Blues Dancing by Diane McKinney-Whetstone


Today's Throwback Thursday featured book takes on addiction, divided loyalties and passions. The characters in BLUES DANCING have to face their individual ability and willingness to face personal shortcomings, weaknesses, and demons that still haunt them. Each carries guilt and darkness that eventually taints them all. Looking at complicated and ugly relationships, McKinney-Whetstone provided an engrossing read that I remember enjoying very much. 

Happy Reading!
Monica


Verdi and Rowe have been living a comfortable existence for the past twenty years.
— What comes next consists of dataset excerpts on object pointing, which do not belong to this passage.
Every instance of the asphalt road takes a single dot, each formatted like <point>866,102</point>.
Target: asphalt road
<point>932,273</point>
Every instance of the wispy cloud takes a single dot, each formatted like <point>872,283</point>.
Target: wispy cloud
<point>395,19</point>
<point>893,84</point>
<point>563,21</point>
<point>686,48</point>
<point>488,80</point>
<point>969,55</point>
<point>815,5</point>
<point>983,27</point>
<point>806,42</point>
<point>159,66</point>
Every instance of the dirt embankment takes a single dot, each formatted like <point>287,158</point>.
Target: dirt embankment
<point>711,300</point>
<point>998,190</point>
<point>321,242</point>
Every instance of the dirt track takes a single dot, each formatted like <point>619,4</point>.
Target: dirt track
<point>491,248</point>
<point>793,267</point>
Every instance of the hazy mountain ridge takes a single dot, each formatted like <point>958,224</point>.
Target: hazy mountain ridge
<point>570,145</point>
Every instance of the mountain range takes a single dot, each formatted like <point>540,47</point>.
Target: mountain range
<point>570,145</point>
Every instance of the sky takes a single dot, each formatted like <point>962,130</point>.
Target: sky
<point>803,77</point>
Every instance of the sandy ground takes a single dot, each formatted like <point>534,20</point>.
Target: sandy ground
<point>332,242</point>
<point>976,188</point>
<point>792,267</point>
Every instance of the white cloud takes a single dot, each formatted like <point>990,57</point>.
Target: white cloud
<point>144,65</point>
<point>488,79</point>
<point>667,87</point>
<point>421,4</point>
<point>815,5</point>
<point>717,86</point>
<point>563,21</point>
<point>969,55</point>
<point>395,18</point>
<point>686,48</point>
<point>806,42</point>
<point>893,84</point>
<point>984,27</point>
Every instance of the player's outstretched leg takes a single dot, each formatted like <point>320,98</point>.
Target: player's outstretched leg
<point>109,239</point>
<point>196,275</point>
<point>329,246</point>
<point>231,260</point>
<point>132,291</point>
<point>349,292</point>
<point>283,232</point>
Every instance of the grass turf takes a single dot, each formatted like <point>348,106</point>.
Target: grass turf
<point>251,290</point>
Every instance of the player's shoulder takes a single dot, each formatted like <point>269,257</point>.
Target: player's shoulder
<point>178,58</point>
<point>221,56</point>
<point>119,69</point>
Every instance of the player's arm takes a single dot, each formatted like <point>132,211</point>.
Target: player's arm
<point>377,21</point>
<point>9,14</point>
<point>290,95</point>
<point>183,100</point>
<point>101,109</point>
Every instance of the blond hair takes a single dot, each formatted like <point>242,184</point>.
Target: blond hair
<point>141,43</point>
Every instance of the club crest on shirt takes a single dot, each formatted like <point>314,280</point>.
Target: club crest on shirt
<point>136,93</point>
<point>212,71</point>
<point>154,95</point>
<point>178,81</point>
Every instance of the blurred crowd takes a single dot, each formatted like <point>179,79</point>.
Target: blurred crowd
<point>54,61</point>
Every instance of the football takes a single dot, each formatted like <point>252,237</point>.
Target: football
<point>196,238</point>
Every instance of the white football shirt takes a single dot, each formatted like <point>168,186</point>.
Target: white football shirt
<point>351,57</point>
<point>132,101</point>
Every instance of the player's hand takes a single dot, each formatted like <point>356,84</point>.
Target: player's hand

She was the pampered daughter of a prosperous rural preacher when she came to Philadelphia in the seventies -- and he was a conservative professor at the university she was attending, the man who rescued Verdi from an ugly addiction, and left his sophisticated wife for her when he fell in love with the confused young southern girl. It was another student, a poor and militant city boy named Johnson, who awakened Verdi's passionate heart and taught her to love heroin. But Johnson was an obsession Verdi closed her eyes to but never got over, and now he has come back into her life -- rekindling with one look the fire that still smolders in the ashes of the past, sending them both skidding dangerously and uncontrollably toward the mad desires of their youth.